I’ve just finished scanning in several issues of a defunct fanzine and some newsletters from years ago. I want to put them on the web for people who weren’t around then and want to see what they looked like. I scanned every one twice. The first time I made separate image files of each page, and the second time I OCR’d the pages to get text files.
After I clean up the .bmp files (crop, straighten if they’re slightly off-kilter), I want to convert them to pdf files, so people can see what the original fanzine looked like. However, I hate pages with text on them that are ONLY pdfs, so for the .txt files, which need to be cleaned up too (the OCR’ing leaves much to be desired, but it’s better than typing in everything from scratch), I want to add html code and lay them out on a web page as close as possible to the original layout, including picture placement (which I’ll extract out of the bmp files).
I know basic html so I’m not concerned with that. I assume style sheets are the way to go in layout. There are a dozen issues with each issue having a couple dozen pages, so style sheets would enable me to have a uniform look, but I don’t know much about style sheets. I know a little bit, enough not to be 100% clueless, but not enough to know the best way to do this project. Can anyone give any tips on doing this? Perhaps a link to a page where this has been done? Once I see how someone else did it I can grasp the concept. Since you have to add css code to the html, I’d rather know what to add before I start adding html to the raw text.

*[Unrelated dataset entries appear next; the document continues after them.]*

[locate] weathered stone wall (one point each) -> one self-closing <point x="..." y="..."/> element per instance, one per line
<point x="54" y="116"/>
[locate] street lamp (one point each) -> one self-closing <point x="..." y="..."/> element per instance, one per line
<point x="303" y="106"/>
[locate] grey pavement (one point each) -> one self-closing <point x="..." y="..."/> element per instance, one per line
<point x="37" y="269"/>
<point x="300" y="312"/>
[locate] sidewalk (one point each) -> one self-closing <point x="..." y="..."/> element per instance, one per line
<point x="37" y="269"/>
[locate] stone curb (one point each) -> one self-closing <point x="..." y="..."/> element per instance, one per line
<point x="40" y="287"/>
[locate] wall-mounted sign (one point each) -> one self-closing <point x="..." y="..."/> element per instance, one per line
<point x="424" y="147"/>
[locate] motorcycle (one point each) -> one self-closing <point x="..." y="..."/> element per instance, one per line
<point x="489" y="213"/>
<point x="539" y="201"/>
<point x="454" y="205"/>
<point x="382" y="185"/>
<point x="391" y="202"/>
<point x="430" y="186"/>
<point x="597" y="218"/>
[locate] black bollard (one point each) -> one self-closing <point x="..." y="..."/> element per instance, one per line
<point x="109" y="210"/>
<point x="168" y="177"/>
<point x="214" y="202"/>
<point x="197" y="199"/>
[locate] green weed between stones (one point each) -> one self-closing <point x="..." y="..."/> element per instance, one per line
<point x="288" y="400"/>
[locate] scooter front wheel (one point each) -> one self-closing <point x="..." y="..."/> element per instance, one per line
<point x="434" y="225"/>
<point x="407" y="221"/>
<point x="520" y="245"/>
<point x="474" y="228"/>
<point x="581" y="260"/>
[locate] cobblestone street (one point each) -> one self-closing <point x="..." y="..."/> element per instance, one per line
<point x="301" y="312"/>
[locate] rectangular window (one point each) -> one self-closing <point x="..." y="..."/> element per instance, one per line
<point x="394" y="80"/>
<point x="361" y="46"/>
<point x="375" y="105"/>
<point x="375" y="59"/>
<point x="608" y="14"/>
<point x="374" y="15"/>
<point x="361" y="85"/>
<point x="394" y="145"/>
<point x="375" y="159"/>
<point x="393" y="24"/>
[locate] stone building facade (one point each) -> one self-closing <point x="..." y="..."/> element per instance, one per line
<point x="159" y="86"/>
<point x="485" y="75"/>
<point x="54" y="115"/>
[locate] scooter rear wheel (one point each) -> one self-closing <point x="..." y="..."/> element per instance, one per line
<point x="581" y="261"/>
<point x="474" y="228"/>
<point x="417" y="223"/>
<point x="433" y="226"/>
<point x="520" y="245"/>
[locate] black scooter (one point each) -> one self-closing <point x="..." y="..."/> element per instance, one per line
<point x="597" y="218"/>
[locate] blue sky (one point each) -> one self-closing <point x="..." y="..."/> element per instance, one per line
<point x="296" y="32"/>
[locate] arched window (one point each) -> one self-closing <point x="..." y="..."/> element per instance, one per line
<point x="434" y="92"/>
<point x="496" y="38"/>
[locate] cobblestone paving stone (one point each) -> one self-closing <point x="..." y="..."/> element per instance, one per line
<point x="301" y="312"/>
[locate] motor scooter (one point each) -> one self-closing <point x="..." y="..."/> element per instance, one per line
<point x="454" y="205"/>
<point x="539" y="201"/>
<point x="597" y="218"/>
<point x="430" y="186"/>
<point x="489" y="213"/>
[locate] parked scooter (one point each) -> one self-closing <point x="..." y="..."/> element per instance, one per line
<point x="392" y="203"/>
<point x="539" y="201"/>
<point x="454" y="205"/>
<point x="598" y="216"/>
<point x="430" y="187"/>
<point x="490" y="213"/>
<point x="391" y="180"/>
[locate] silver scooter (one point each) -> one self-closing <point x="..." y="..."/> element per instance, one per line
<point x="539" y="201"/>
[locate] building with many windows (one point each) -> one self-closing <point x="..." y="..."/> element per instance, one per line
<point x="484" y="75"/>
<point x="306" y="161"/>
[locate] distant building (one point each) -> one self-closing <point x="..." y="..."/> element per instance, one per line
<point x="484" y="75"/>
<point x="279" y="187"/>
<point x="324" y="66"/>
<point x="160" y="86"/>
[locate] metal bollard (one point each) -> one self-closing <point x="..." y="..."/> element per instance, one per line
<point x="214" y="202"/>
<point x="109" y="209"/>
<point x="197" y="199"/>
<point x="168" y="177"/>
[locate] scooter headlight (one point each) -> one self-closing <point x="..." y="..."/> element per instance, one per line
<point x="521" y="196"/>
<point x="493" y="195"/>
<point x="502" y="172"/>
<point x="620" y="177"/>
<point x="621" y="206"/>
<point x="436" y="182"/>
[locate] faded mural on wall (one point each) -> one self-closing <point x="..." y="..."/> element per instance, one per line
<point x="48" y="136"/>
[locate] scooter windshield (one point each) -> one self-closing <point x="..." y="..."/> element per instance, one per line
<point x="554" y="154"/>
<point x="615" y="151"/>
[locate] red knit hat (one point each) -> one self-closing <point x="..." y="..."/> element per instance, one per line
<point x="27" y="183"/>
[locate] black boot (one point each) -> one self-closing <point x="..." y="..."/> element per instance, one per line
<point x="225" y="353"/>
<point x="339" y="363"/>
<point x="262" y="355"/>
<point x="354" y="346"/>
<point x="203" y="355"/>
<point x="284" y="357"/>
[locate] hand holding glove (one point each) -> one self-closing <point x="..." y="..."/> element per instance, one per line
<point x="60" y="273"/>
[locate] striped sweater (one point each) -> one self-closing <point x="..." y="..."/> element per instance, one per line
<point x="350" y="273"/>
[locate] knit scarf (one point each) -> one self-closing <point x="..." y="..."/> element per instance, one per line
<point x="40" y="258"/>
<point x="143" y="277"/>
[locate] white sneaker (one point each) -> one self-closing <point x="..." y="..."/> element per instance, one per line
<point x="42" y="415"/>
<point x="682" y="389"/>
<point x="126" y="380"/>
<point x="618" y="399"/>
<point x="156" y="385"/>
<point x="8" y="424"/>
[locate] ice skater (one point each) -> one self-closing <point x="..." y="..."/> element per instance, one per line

Sure, it would be easier to just put up the pdfs, but I want searchable/copy/pasteable text too, so if I’m going to put up the pure text, I might as well try to lay it out close to the original, just so it looks nice. I don’t want it to be complicated though. It’s just a fan project and no big deal.
I have access to CUTEhtml (my primary html program, but you have to do css by hand), FrontPage (which I’ve barely used), TopStyle (I’ve never used it, but it seems cool), Expressions (which I’ve never used but it seems cool too) and UltraEdit (which I mention mainly because I do most of my html coding by hand in it).
Would anyone have any tips or suggestions, please? Thank you in advance.
No, no worries there. Both the person who did the fanzine and the artist who sent out the newsletters are friends of mine and are fine with me doing this.
I’ve been looking at how to do style sheets and it seems complicated and not supported by all browsers. I’ll probably just use html tables for the layout, and put the pages together by hand, but if anyone has a better idea, I’m all ears. It’s a very simple layout, your average fanzine stuff. Here’s a small image of a couple of example pages (the web and pdf versions would larger of course, and only one page would be viewable at a time).
The simpliest, quickest way would be to make either GIFs or JPGs of the images, then post them sequentially on one or more pages. No style sheets needed, and a half-dozen lines of HTML code will suffice.
Might look un-fancy, but it will get the job done. PDFs might or might not be smaller in size, require an additional reader that some people don’t care to use, and might take an extra processing step on your part.
Use GIFs if the images have limited colors (B&W, especially); JPGs otherwise. Please, for the sake of everyone’s eyes, use compression values that degrade the images a minimal amount. B&W GIFS can be made with a 2-color table (8 is better) and they can be very small, but keeping the file size down is less important these days than it once was in the days of dialup dominance.
OK so let me get this straight. You are grabbing the raw text from the PDF and are going to try to recreate the look and feel of the original layout with the raw text (which you have edited since the OCR text output isn’t perfect).
So in the example image you provided, we see two pages of an open magazine. Do you want to set it up to be viewing just one page at a time, or two pages, like an open magazine? (I would recommend one page).
Anyway on the first page you have two columns, headings, and some images. You seem to have several different styles of heading and text, so this is where using CSS would be good. If most of the zine uses a 2-column layout like the example, that would also be good for css. You could lay it out in divs or in a table.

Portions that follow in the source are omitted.